Thankfully, medical researchers have been working to ensure that the lack of millennials involved in fatal motorcycle accidents doesn’t severely impact the number of patients getting the new hearts they need. In an attempt to make organ donors obsolete, scientists are seeing to it that the wild notion of hearts being grown in labs is becoming increasingly more realistic. As a side benefit, synthetic hearts mitigate an enormous risk that comes with transplantation: the patient’s body rejecting the new organ and mounting a massive immune response against the foreign cells. Scientists have been seeing to this in a number of ways:
- Regenerating old hearts in the lab: Using a detergent, cells from human hearts unfit for transplantation can be striped away, leaving behind only the extracellular scaffold of the heart. This matrix can then be repopulated with the patient’s own skin cells that have been reverse engineered into stem cells. These are then induced to become the cardiac cells that are required to build a beating human heart. In 2016, it took just two weeks for scientists to grow such hearts, but the researchers are clear that although well structured, the hearts resembled immature organs. Consequently, much work remains to be done before we are able to create individualised hearts for patients to order for transplantation.

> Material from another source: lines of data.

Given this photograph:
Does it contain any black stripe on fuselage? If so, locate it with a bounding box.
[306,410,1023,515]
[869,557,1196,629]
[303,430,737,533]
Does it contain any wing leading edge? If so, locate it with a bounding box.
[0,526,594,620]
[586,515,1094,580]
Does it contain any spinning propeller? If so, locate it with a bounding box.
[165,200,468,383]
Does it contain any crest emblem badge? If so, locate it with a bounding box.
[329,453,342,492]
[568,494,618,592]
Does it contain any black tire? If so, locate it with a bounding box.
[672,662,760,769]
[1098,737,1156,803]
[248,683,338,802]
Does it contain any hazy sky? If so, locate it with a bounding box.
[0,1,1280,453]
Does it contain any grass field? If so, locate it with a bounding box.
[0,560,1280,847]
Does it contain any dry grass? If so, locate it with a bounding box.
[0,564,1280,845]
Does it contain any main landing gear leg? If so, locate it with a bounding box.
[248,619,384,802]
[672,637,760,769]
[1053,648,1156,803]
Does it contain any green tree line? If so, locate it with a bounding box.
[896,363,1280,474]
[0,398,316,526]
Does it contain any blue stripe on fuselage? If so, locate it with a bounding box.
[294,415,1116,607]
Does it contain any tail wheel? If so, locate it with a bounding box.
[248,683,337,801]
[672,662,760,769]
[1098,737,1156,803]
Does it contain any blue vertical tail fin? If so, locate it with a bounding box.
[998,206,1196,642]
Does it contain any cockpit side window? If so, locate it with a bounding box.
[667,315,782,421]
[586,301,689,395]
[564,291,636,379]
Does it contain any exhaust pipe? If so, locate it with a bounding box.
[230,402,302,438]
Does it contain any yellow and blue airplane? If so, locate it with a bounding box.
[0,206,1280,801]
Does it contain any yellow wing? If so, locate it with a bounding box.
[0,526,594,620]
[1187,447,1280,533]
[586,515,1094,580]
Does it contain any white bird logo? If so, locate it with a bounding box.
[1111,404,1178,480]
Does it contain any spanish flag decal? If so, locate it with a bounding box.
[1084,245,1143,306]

- Growing hearts patches: A heart attack can result in up to a billion cardiac cells that can never regrow after being destroyed, but this doesn’t mean the whole heart subsequently becomes completely dysfunctional. Nevertheless, heart attack patients frequently receive heart transplants because a partial transplant (excluding heart valve transplants) isn’t a procedure that can be performed. However, early 2019 saw the announcement of successfully grown swatches of cardiac muscle that are capable of conducting the electrical signals required to make a heart beat. These can literally be used to patch up a broken heart. This has been a work in progress for the past 20 years, and the patches will imminently be tested in clinical trials. Once widely available, these heart patches will reduce the need for entire heart transplants and improve survival outcomes for heart attack patients.
- 3D printing hearts: The technology is still in its infancy but, earlier this year, researchers at Tel Aviv University 3D printed a tiny vascularised heart using the patient’s own cells. This made the miniature organ an immunological and biochemical match. The heart was printed in the same manner in which all other inanimate objects are 3D printed: layer by layer, additively growing the heart from the bottom up. It will be many years before a 3D printed, human-sized heart is stitched into Ruth Purcell, a patient. However, when this does happen, two huge barriers in organ donation will be overcome: lack of supply from donors, and organ rejection.
Although you may not yet be able to hit ‘print’ and receive your new heart ready for transplantation tomorrow, synthetic hearts are well on the way to saving lives. Of the thousands of people currently in need of a heart transplant, many of them won’t survive the waitlist. This tragic lack of supply is an issue I have every hope we will not face for many decades more.